Aquaman: Battle for Atlantis is the kind of game that happens when a developer has a license and not much else. The game itself has only the bare minimum requirements necessary to technically be called a game, and even these components are an ugly mess. Even the most hard-core Aquaman devotees will likely find little use for this short, shallow, problematic ramshackle game.
The gameplay is so achingly repetitive that any kind of narrative seems like a moot point.

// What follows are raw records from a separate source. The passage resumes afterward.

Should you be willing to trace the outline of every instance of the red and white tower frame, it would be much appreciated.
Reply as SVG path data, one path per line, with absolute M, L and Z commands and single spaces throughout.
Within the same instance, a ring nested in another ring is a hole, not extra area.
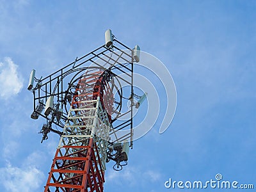
M 133 143 L 133 62 L 140 47 L 129 48 L 110 30 L 105 38 L 104 45 L 46 77 L 36 79 L 31 72 L 31 118 L 47 120 L 40 132 L 42 141 L 50 132 L 60 136 L 45 192 L 103 191 L 106 163 L 114 161 L 118 169 L 127 164 L 125 150 Z M 123 91 L 122 84 L 130 91 Z M 124 113 L 124 99 L 131 103 Z M 120 120 L 124 116 L 129 118 Z

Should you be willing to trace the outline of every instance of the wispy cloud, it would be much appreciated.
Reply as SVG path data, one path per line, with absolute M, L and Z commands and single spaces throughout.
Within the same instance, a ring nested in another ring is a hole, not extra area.
M 0 62 L 0 97 L 3 99 L 18 94 L 23 87 L 23 78 L 18 71 L 18 65 L 10 58 Z

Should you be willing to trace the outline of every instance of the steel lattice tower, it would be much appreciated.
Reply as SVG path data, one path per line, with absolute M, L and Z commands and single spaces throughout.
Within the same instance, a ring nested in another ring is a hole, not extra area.
M 31 72 L 31 118 L 47 120 L 42 141 L 50 132 L 60 136 L 45 192 L 103 191 L 106 163 L 114 161 L 118 170 L 127 164 L 127 148 L 132 147 L 133 62 L 140 47 L 129 48 L 110 29 L 105 39 L 105 45 L 45 78 Z M 129 91 L 122 90 L 123 84 Z M 123 113 L 124 99 L 131 106 Z M 120 120 L 124 116 L 129 118 Z

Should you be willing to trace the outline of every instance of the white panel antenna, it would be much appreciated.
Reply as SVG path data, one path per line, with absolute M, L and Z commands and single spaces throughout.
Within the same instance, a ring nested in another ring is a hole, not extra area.
M 134 49 L 134 59 L 135 61 L 137 63 L 140 62 L 140 48 L 139 45 L 135 45 Z
M 45 104 L 45 110 L 44 111 L 44 115 L 48 116 L 51 111 L 52 111 L 53 109 L 53 97 L 50 96 Z
M 113 44 L 113 35 L 111 30 L 108 29 L 105 32 L 105 45 L 107 47 L 109 47 Z

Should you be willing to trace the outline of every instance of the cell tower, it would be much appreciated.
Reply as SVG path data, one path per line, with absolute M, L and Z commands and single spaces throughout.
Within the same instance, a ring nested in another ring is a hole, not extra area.
M 46 77 L 36 78 L 35 70 L 31 73 L 31 117 L 46 119 L 41 142 L 50 132 L 60 136 L 45 192 L 103 191 L 106 163 L 115 161 L 115 170 L 127 164 L 133 108 L 140 102 L 133 98 L 146 95 L 133 91 L 133 65 L 140 61 L 140 49 L 118 41 L 110 29 L 105 41 Z M 129 103 L 125 112 L 124 102 Z

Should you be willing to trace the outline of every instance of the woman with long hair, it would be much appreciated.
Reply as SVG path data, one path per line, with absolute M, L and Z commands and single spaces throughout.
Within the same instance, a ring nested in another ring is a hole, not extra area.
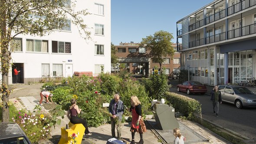
M 141 139 L 138 144 L 143 144 L 143 134 L 146 131 L 146 128 L 142 119 L 141 115 L 141 102 L 138 98 L 135 96 L 132 95 L 131 97 L 131 105 L 130 111 L 131 111 L 131 144 L 135 144 L 135 132 L 140 134 Z
M 174 144 L 184 144 L 184 141 L 186 139 L 184 137 L 181 135 L 181 130 L 178 128 L 173 129 L 173 135 L 175 137 Z
M 69 107 L 67 114 L 68 118 L 70 120 L 70 122 L 73 124 L 82 124 L 85 128 L 85 136 L 86 135 L 91 135 L 88 130 L 87 121 L 85 119 L 79 118 L 77 115 L 81 112 L 82 109 L 79 108 L 78 105 L 76 105 L 76 100 L 75 98 L 72 98 L 70 101 L 71 106 Z

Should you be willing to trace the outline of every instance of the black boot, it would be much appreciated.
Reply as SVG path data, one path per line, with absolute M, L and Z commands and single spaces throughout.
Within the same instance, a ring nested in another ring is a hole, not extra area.
M 134 140 L 132 140 L 131 142 L 131 143 L 130 143 L 130 144 L 135 144 Z

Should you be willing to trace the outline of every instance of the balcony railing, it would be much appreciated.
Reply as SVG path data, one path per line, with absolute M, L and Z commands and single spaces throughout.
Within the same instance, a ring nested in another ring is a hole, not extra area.
M 229 30 L 228 33 L 228 39 L 256 33 L 256 23 Z
M 189 30 L 190 31 L 202 26 L 203 26 L 203 20 L 200 20 L 189 26 Z
M 233 4 L 233 3 L 232 4 Z M 256 0 L 242 0 L 241 2 L 228 7 L 227 15 L 230 15 L 256 5 Z
M 190 48 L 195 46 L 203 45 L 204 44 L 203 40 L 204 39 L 203 38 L 189 42 L 189 48 Z
M 178 36 L 182 34 L 182 29 L 180 29 L 178 31 Z

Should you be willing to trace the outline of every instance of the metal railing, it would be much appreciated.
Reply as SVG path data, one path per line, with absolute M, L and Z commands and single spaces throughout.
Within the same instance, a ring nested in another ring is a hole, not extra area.
M 256 33 L 256 23 L 229 30 L 228 39 L 230 39 L 254 33 Z
M 237 3 L 232 4 L 233 4 L 232 6 L 227 8 L 228 16 L 237 13 L 240 11 L 256 5 L 256 0 L 243 0 Z

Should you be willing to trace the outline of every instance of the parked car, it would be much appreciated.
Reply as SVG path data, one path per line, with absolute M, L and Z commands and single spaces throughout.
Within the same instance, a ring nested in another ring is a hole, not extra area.
M 234 104 L 236 108 L 256 107 L 256 95 L 247 88 L 238 85 L 220 85 L 222 101 Z
M 203 95 L 207 92 L 207 88 L 205 85 L 199 82 L 186 81 L 182 84 L 177 85 L 177 91 L 187 92 L 187 95 L 190 95 L 191 93 Z
M 31 144 L 18 124 L 13 122 L 0 123 L 0 144 Z

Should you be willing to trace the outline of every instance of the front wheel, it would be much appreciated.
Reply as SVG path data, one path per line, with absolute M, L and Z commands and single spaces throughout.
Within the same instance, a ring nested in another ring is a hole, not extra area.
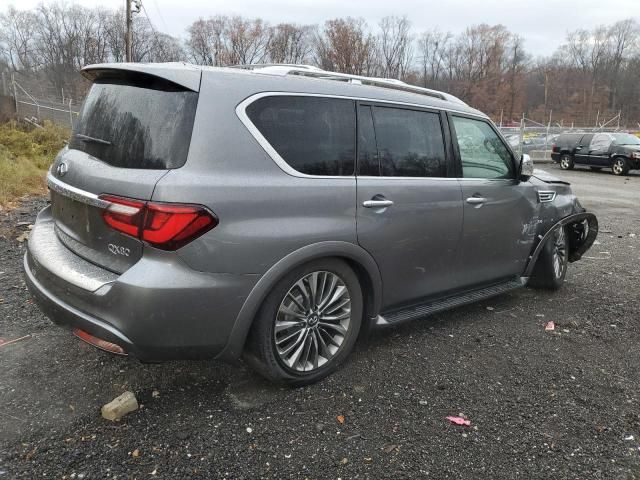
M 265 299 L 249 334 L 245 360 L 274 382 L 317 382 L 353 349 L 362 313 L 360 283 L 346 263 L 324 259 L 298 267 Z
M 547 239 L 536 261 L 529 286 L 558 290 L 567 275 L 569 244 L 566 227 L 557 228 Z
M 627 164 L 627 159 L 617 157 L 613 161 L 613 165 L 611 165 L 611 171 L 614 175 L 626 175 L 627 173 L 629 173 L 629 165 Z
M 565 153 L 560 157 L 560 168 L 563 170 L 573 169 L 573 158 L 571 158 L 571 155 Z

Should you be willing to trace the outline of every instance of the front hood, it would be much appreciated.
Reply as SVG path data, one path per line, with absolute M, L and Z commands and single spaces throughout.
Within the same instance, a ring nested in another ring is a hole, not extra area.
M 533 170 L 532 177 L 535 177 L 538 180 L 540 180 L 542 182 L 545 182 L 545 183 L 559 183 L 559 184 L 562 184 L 562 185 L 571 185 L 569 182 L 565 182 L 564 180 L 560 180 L 558 177 L 554 177 L 550 173 L 545 172 L 544 170 L 540 170 L 539 168 L 536 168 L 536 169 Z

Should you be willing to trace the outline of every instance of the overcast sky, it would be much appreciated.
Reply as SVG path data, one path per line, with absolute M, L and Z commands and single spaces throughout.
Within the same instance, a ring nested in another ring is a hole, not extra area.
M 0 0 L 0 6 L 31 8 L 41 2 Z M 76 3 L 118 8 L 124 6 L 125 0 Z M 352 16 L 363 17 L 372 27 L 387 15 L 407 15 L 416 32 L 438 27 L 459 33 L 473 24 L 501 23 L 522 35 L 527 51 L 534 55 L 553 53 L 564 41 L 567 30 L 629 17 L 640 20 L 640 0 L 143 0 L 143 3 L 155 27 L 174 36 L 184 36 L 185 28 L 195 19 L 216 14 L 301 24 Z

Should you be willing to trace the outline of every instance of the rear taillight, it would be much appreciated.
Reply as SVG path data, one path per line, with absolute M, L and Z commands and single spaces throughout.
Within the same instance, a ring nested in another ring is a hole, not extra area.
M 100 195 L 110 203 L 102 218 L 114 230 L 139 238 L 162 250 L 177 250 L 218 224 L 200 205 L 143 202 Z

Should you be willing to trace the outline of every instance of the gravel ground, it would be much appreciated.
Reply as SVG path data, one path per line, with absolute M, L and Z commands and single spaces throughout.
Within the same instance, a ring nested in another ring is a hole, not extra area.
M 22 280 L 15 225 L 43 201 L 0 214 L 0 337 L 31 335 L 0 347 L 0 479 L 640 479 L 640 175 L 545 168 L 601 227 L 560 292 L 523 289 L 376 332 L 300 389 L 81 343 Z M 102 419 L 125 390 L 143 408 Z M 458 414 L 471 426 L 445 419 Z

Though the majority of the non-comic-book-reading populace probably recalls Aquaman as the clean-cut, orange-shirt-wearing Super Friend who could talk to fish, times have changed. In the early '90s, a quick and brutal series of events left Aquaman short one hand, which he replaced with a crazy trident/hook hand. He's also since grown out a majestic mane of hair and a full beard and rarely wears a shirt at all. The story of Battle for Atlantis pits Aquaman against the usual Aquaman-exclusive nemeses, including Black Manta and Lava Lord. The game uses comic-book-style panels in between levels to move the story along, but these story sequences are too boring on their own to draw in your attention, and the gameplay is so achingly repetitive and on the verge of being broken, that any kind of narrative seems like a moot point.

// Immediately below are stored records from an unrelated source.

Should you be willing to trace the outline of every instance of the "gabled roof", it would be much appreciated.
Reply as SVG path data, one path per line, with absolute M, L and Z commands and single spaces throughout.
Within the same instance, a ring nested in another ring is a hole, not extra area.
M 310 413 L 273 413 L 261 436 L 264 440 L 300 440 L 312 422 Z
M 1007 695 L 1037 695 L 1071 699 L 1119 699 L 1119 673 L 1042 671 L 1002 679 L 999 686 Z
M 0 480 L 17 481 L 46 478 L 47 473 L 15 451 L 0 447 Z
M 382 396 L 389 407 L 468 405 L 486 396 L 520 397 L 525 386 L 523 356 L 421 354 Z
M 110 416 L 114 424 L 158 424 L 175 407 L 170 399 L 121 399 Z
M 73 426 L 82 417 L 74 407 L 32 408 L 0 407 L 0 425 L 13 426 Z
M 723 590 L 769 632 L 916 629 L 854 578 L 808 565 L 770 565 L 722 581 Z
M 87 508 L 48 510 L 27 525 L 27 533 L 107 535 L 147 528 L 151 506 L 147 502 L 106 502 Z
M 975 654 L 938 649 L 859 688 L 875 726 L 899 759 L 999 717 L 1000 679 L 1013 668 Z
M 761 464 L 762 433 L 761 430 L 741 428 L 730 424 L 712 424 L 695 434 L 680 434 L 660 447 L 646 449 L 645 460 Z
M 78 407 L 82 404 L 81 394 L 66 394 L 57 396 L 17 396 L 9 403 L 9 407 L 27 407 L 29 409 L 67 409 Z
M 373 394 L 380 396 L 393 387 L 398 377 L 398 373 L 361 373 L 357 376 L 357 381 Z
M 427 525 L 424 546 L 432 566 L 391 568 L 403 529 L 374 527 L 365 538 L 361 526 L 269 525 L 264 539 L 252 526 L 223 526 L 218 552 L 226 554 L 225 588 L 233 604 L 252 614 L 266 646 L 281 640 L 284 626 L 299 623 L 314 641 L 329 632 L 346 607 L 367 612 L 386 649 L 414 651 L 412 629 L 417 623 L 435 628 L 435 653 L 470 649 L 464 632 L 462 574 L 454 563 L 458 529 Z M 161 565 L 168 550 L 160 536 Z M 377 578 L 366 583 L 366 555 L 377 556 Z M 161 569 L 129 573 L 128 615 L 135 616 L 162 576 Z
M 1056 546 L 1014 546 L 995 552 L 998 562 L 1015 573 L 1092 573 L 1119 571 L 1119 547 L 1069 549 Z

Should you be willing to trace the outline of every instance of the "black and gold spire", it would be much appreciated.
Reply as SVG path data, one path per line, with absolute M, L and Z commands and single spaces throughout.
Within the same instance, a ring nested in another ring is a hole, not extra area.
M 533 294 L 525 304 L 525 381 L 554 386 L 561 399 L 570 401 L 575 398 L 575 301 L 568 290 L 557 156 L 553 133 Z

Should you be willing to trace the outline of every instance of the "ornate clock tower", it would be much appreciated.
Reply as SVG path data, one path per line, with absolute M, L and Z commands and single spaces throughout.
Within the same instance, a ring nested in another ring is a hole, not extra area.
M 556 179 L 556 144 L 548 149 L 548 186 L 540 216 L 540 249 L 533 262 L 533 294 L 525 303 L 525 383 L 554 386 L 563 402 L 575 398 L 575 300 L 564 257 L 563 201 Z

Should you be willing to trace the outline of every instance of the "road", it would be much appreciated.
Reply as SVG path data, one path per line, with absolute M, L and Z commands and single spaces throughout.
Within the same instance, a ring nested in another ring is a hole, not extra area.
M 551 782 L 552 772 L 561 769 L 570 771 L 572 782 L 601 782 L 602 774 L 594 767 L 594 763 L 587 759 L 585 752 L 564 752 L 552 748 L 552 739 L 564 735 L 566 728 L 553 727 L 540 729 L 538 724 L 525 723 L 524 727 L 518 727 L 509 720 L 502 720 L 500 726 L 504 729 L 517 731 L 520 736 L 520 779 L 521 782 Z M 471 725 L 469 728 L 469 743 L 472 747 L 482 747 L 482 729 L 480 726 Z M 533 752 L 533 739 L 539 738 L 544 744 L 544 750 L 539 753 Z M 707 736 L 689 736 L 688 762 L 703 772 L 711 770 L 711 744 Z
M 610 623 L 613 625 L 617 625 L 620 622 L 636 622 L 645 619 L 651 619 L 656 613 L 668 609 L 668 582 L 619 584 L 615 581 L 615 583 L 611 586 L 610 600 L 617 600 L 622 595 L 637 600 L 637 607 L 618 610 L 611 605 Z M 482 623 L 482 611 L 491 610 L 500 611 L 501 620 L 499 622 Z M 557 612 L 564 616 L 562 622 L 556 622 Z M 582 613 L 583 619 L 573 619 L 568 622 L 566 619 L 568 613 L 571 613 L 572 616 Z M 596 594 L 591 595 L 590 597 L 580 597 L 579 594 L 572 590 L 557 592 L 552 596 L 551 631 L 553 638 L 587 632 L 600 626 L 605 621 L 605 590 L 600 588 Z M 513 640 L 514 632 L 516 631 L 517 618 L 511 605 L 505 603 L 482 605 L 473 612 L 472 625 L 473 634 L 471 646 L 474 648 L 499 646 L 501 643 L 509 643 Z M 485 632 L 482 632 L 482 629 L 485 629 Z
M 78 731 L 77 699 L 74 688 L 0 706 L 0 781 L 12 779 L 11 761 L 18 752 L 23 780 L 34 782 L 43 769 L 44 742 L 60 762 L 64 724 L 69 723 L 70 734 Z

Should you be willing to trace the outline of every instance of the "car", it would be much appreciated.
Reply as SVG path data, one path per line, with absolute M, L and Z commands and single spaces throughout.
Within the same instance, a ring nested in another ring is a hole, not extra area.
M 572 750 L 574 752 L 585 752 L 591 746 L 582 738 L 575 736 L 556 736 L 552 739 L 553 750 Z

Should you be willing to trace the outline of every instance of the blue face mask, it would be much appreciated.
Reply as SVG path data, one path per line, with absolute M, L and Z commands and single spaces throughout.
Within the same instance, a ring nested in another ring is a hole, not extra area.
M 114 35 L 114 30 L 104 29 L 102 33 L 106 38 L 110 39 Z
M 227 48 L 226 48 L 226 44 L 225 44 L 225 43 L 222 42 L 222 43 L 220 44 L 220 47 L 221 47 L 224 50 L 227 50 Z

The action in Aquaman goes something like this. Using the onscreen radar, you guide Aquaman through the waters of Atlantis, looking for small, isolated clusters of bad guys. Upon locating and beating up said bad guys, you begin looking for another small, isolated cluster of bad guys, who are also in need of some corporal discipline. That's about it. Sometimes you'll have to locate some kind of item, and sometimes the number of bad guys in the cluster will vary, but the action and the surroundings remain largely unchanged through the length of the game. Perhaps if Aquaman had some really sweet, Devil May Cry-style fighting system, this repetition might be a shade less offensive, but this is not the case. Upon approaching one of the bad-guy clusters, Aquaman will automatically lock on to one of the enemies--sometimes the one closest to you, sometimes not. Aquaman has basic punch, kick, and grab attacks, a half dozen or so combo attacks, and a couple of special moves, including the ability to call in the help of some nearby sea life, but simply mashing on the A button for the duration of the game works sufficiently.